MISSION, Kan. -- Outdoor conditioning while a heat advisory was in effect during the humid summer left 15-year-old football player Ovet Gomez Regalado pale and asking for water. After a 15-minute exercise, he collapsed as he walked to a building at his suburban Kansas City high school and died two days later of heatstroke, the medical examiner's office wrote this month in a report that followed a weekslong investigation.

That makes Regalado the latest in a series of teen football players to succumb to heat-related illnesses during searing temperatures and high humidity. The Johnson County, Kansas, medical examiner’s report said the temperature on the fateful Aug. 14 afternoon was 92 F (33.
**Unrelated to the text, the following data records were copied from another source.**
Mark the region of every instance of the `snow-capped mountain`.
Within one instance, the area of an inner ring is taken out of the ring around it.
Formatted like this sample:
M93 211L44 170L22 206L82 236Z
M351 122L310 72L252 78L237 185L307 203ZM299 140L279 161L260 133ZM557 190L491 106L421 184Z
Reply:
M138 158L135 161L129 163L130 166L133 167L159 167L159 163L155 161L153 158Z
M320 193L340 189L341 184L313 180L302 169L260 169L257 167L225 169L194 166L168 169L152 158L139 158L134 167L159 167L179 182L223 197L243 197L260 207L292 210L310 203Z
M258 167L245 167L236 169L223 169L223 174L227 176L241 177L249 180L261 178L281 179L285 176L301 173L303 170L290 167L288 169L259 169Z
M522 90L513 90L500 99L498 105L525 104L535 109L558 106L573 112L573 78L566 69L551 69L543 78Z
3 C). National Weather Service data shows temperatures rising over the the two-hour period that Regalado collapsed, from the mid-80s to around 90. The high humidity made it feel much hotter, though.

Obesity also contributed to his death; Regalado weighed 384 pounds (174.2 kilograms) and had sickle cell trait. People with the trait are more likely to have problems when their body needs extra oxygen, as happens in extreme heat and after intense exercise.

Jeremy Holaday, assistant executive director of the Kansas State High School Activities Association, said only weights and conditioning activities had been permitted since it was still preseason. “To our knowledge that is what was taking place,” Holaday said. He said the association recommends using a wet-bulb globe thermometer to monito.